Claws raked his side as he spun away, lips pulled back over sharp teeth as he bared them in warning at the fuath. The pair of water spirits regrouped, the faintly glowing outlines of their bodies brightening the bottom waters of the bay. With an open-mouthed echoing scream, the fuath attacked, trying to somehow box him in. Riordan reacted with a snarl and twist of his body, biting at anything that came within reach even as he used the smaller claws at the ends of his flippers to keep the fuath at bay.
Another slimy tentacle wrapped around his middle in the melee, squeezing with the intent to force all the air out of his lungs. Riordan kept his throat locked tight, nostrils clenched closed, and furiously bit at the second fuath that was trying to disembowel him.
Then the tide changed, pulling back like a riptide. Riordan braced himself as the tide came back, a wall of water slamming into all three of them, guided by Ailín's sonorous shout. The tentacles holding Riordan in place ripped away, the force of water magic tearing into the fuath. Riordan flapped a flipper at his clanmate as Ailín appeared in the depths, magic caught in his teeth.
Riordan somersaulted to reorient himself, both of them facing the faint glow of where the fuath were regrouping. Ailín rolled close, headbutting Riordan in the side. Riordan nudged at him with a flipper before twisting in a tight roll to indicate what he wanted. There was no speaking deep beneath the surface. Communication happened through body language, and selkies had long since learned how to hold conversations beneath the waves without a word being said.

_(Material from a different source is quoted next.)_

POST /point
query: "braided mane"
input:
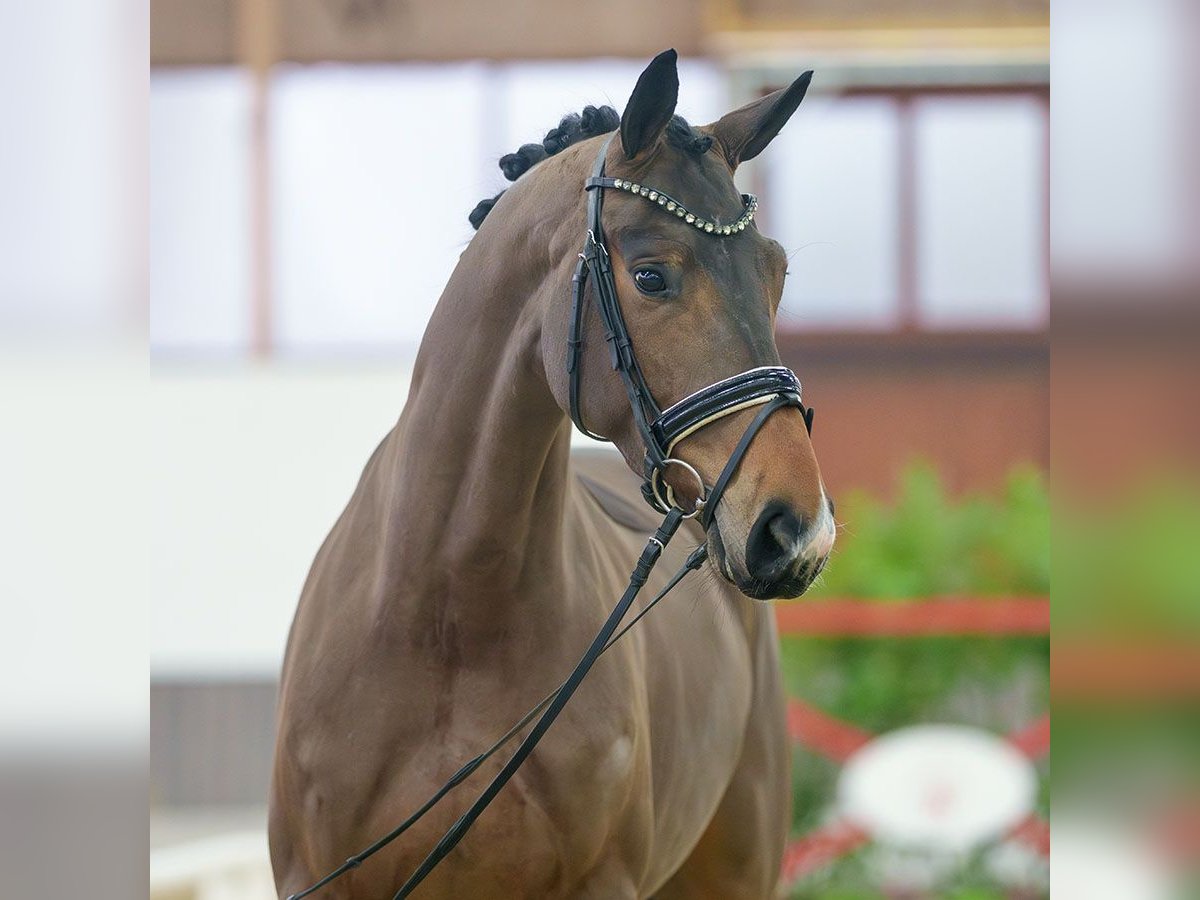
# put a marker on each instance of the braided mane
(573, 129)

Ailín dipped a flipper in agreement, breaking to swim to the right, while Riordan swam left. They didn't attack the fuath, not directly, choosing instead to swim in circles around the water spirits at a speed aided by magic. It pushed them faster and faster, spilling from their teeth and away from their flippers to catch the water in a whirlpool that spun tighter and tighter with the fuath at the center.

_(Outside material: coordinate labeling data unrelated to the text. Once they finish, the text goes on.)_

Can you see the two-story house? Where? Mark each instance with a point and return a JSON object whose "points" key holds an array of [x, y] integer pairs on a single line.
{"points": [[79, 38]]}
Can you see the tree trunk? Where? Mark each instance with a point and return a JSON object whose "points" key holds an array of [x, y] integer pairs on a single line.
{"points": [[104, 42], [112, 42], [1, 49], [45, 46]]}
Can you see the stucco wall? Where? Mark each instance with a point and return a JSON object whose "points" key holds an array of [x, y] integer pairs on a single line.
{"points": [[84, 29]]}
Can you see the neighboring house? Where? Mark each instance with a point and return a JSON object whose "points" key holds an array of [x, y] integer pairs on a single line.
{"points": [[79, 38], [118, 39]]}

Riordan spun out the magic, letting it flow from him into the water and the roaring whirlpool they created. The pull of the tightly spinning water forced Riordan and Ailín to alter their swimming trajectory, getting clear of the powerful whirlpool. They kept swimming, kept spinning the whirlpool tighter with their water magic until the glowing fuath were torn apart, bright bits of them getting scattered through the whirlpool.

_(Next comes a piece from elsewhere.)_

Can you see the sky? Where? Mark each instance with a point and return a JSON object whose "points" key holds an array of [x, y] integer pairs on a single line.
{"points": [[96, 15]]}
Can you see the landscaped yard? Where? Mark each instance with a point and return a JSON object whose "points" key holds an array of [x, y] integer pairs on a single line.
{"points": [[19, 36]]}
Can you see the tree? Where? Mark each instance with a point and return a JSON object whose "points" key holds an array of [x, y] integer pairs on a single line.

Riordan somersaulted and let the magic fade. Ailín followed his lead, and they both swam for the surface, leaving the dead to sink to the bottom of the bay. Riordan broke the surface some distance away from the Neptune , opening up his nose and throat, hauling in a desperate gasp of air that filled his lungs until it hurt. He bobbed there for half a minute, just breathing, as Ailín swam a nervous circle around him. Eventually, Riordan rolled to his side and smacked a flipper against the small waves and started to swim for the yacht.
Ailín swam alongside him, both of them diving in and out of the water. As they approached, Riordan could see Wade practically hanging over the side of the yacht in an unsafe manner. Riordan barked at him, but Wade didn't know what the warning meant. Diving back underwater, Riordan twisted out of his sealskin, snagging the fur and tying it around his waist before kicking back to the surface. He treaded water near the yacht, aiming a small splash of water at where Wade hung over the railing, hands braced against the hull of the yacht.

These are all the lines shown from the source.